19  — Gerçekten insan; hırsına düşkün yaratılmıştır.

20  — Başına bir fenalık gelince, feryadı basandır.

21  — Kendisine bir hayır dokununca da çok cimridir.

22  — Ancak namaz kılanlar müstesna.

23  — Onlar ki; namazlarında dâimdirler.

24  — Ve onlar ki; mallarında belirli bir hak vardır;

25  — Dilenen ve yoksula.

26  — Onlar ki; din gününü doğrularlar.

27  — Ve onlar ki; Rablarınm azabından korkarlar.

28  — Doğrusu onlar, Rablarının azabından güvende değildirler.

29  — Ve onlar ki; mahrem yerlerini korurlar.

30  — Ancak eşleri ve sağ ellerinin mâlik oldukları müs­tesna. Doğrusu onlar, bunun için kınanacak değildirler.

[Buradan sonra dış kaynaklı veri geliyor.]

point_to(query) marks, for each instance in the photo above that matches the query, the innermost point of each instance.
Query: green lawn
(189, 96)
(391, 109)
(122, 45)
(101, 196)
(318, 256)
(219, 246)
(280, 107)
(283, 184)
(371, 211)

31  — Kim de bundan ötesini ararsa; işte onlar, haddi aşanların kendileridir.

32  — Ve  onlar ki;  emânetlerine ve ahidlerine  riâyet ederler.

33  — Ve onlar ki; şâhidliklerini gereği gibi yaparlar.

34  — Ve onlar ki; namazlarını muhafaza ederler.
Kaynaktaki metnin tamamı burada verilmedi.